Fig 1.
Experimental and informatic design.
(a) Peripheral blood samples from three healthy donors were sorted using flow cytometry to isolate naive (CD19+ CD27- IgD+ IgM+) and memory (CD19+ CD27+) B cells. For each sample, approximately 107 cells were distributed into two 96-well plates (i.e., into 188 wells, resulting in ~50,000 cells per well), and processed by immunosequencing. (b) Schematic of the ‘urn sampling’ quantitation method. Cells are represented by colored balls, with each color indicating a different clone identity. Each ball (cell) is randomly allocated to a sample bin (well). Occupancy is calculated after censoring count information, and thus is expressed as presence or absence. The majority of clones are present in just one out of 188 wells, indicating that they were almost certainly represented by a single cell in the original sample.
Fig 2.
Inference of diversity in the naive and memory B-cell repertoires.
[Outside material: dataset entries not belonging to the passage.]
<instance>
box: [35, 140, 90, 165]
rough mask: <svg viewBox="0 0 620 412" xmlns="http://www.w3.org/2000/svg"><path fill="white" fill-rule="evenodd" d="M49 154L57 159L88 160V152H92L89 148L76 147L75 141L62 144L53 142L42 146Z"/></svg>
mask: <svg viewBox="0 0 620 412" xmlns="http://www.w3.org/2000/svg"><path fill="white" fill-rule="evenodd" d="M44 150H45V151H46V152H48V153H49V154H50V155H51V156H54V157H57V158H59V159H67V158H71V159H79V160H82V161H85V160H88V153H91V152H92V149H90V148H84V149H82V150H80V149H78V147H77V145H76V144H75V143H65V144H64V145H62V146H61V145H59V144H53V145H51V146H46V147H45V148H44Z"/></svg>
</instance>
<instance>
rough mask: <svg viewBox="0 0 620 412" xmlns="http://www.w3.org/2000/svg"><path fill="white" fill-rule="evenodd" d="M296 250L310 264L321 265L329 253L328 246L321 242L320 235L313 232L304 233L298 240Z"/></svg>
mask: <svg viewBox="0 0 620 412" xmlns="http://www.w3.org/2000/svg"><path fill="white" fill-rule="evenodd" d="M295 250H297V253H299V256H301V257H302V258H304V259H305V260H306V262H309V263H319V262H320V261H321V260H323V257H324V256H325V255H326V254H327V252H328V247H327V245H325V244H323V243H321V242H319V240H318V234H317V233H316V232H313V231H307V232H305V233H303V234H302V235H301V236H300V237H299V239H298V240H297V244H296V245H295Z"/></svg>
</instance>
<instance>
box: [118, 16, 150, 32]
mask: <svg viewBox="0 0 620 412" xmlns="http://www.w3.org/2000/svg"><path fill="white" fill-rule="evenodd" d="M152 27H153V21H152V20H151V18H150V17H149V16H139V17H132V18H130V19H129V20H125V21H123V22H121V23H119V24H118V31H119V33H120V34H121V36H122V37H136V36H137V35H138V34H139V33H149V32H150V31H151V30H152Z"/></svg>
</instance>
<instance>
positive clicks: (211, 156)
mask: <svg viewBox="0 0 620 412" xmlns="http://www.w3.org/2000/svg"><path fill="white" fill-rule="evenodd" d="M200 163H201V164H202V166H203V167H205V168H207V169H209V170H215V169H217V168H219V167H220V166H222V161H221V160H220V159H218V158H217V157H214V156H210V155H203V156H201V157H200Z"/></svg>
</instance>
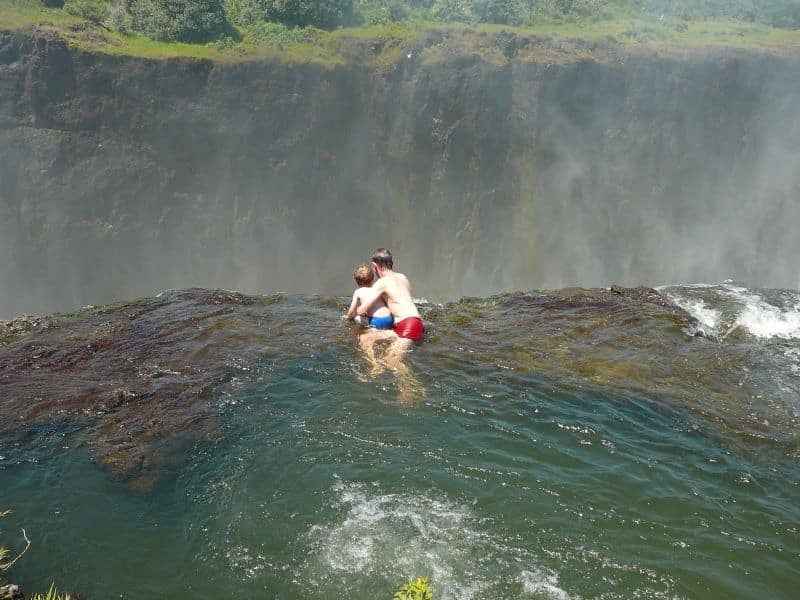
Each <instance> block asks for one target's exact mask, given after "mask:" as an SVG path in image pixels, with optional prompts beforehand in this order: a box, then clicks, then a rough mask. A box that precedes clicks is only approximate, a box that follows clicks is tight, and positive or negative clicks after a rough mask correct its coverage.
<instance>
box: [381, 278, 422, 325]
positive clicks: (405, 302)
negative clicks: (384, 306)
mask: <svg viewBox="0 0 800 600" xmlns="http://www.w3.org/2000/svg"><path fill="white" fill-rule="evenodd" d="M378 284H379V286H380V289H381V290H382V291H383V293H384V294H385V298H386V304H387V306H388V307H389V310H390V311H392V315H394V319H395V321H402V320H403V319H405V318H406V317H419V311H418V310H417V307H416V305H415V304H414V299H413V298H412V296H411V283H410V282H409V281H408V277H406V276H405V275H403V274H402V273H395V272H394V271H389V272H388V273H385V274H384V275H383V276H382V277H381V278H380V279H379V280H378Z"/></svg>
(a) The graph shows the distribution of unique sequences, as the number of unique sequences (y-axis) versus their occupancy (x-axis) for the naive (orange) and memory (blue) samples for the three donors (D1, D2 and D3, including two technical replicates for the naive sample from Donor 1). The vast majority of the sequences have occupancy of 1. (b) Clonality index for all samples. (c) Richness index for all samples. While the clonality index is higher for memory samples, the richness index is higher for the naive samples.
Table 1.
Overlap among the naive and memory repertoires of the three donors.
Fig 3.
V family and V gene usage patterns.
The histograms show the relative percent of total sequences (by occupancy) for each of the IGHV families (as shown under the graphs), for the naive (left panel) and memory (right panel) samples, aggregated for the three donors. Within each family, discrete bands represent each of the individual genes. The most abundant genes within each family are indicated (e.g., 69 in IGHV01 refers to the gene IGHV01-69). Overall, memory samples contain fewer IGHV01 and more IGHV03 family sequences than naive samples, with some gene-level differences evident as well.
Fig 4.
Comparison of CDR3 lengths in naive versus memory B-cell samples.
(a) The graph shows the normalized percentage of total sequences for the naive (orange) and memory B cells (blue) from donor D2. (b) The graph shows the cumulative percentage of total sequences at a given CDR3 length for all naive and memory samples, as indicated in the inset. The technical replicates for donor D1 overlap closely and are not distinguishable in this figure. The memory repertoire is consistently 3 nucleotides (or 1 amino acid) shorter than the naive repertoire at the same cumulative frequency.
Fig 5.
Comparison of Somatic Hyper Mutation in paired naive and memory B-cell samples from the same donor.
The figure shows data for the naive (a) and memory sample (b) from Donor 1, which is representative of all three donors. The x-axis corresponds to the number of substitutions differing from the germline V gene sequence, and the y-axis indicates the number of unique sequences that display that number of substitutions. The colors indicate different total well occupancies, with blue indicating singletons present in just one well, and the other colors showing progressively higher well occupancy, as indicated in the figure. The majority of the sequences in the naive B-cell sample have 0 substitutions and correspond to low abundance clones observed in a single well (blue). In contrast, the memory B cell sample from the same individual shows a much broader distribution of substitutions, as well as many more sequences with occupancy greater than 1.
Fig 6.
Somatic hypermutation pattern observed over the sequenced region of the IGHV01-69 gene.
The figure includes combined data from the memory B-cell population for all 3 donors. The top panel shows the total distribution of sequenced bases by occupancy for the primary allele of IGHV01-69. Nucleotides that match the germline sequence are displayed in gray. Transitions are shown in orange and transversions in blue. Allelic differences, which are also seen in the naive samples, are indicated in yellow. The vertical dotted line marks the average start of the CDR3 region. The middle panel shows the normalized percentage SHM by base for this gene across the memory B cell samples for all three donors. The bottom panel shows suspected SHM hotspot (red and orange bars) and coldspot (blue bars) motifs present in the sequence of this gene over the region assayed. Positions with higher bars indicate bases targeted within the motif (underlined in the legend to the left). The GYW/WRC pattern (red) explains most of the significant sites of SHM for this gene, but some spots of high mutation are not captured by the displayed motifs. In the data viewer, this view can be generated for any V gene and for any combination of data sets.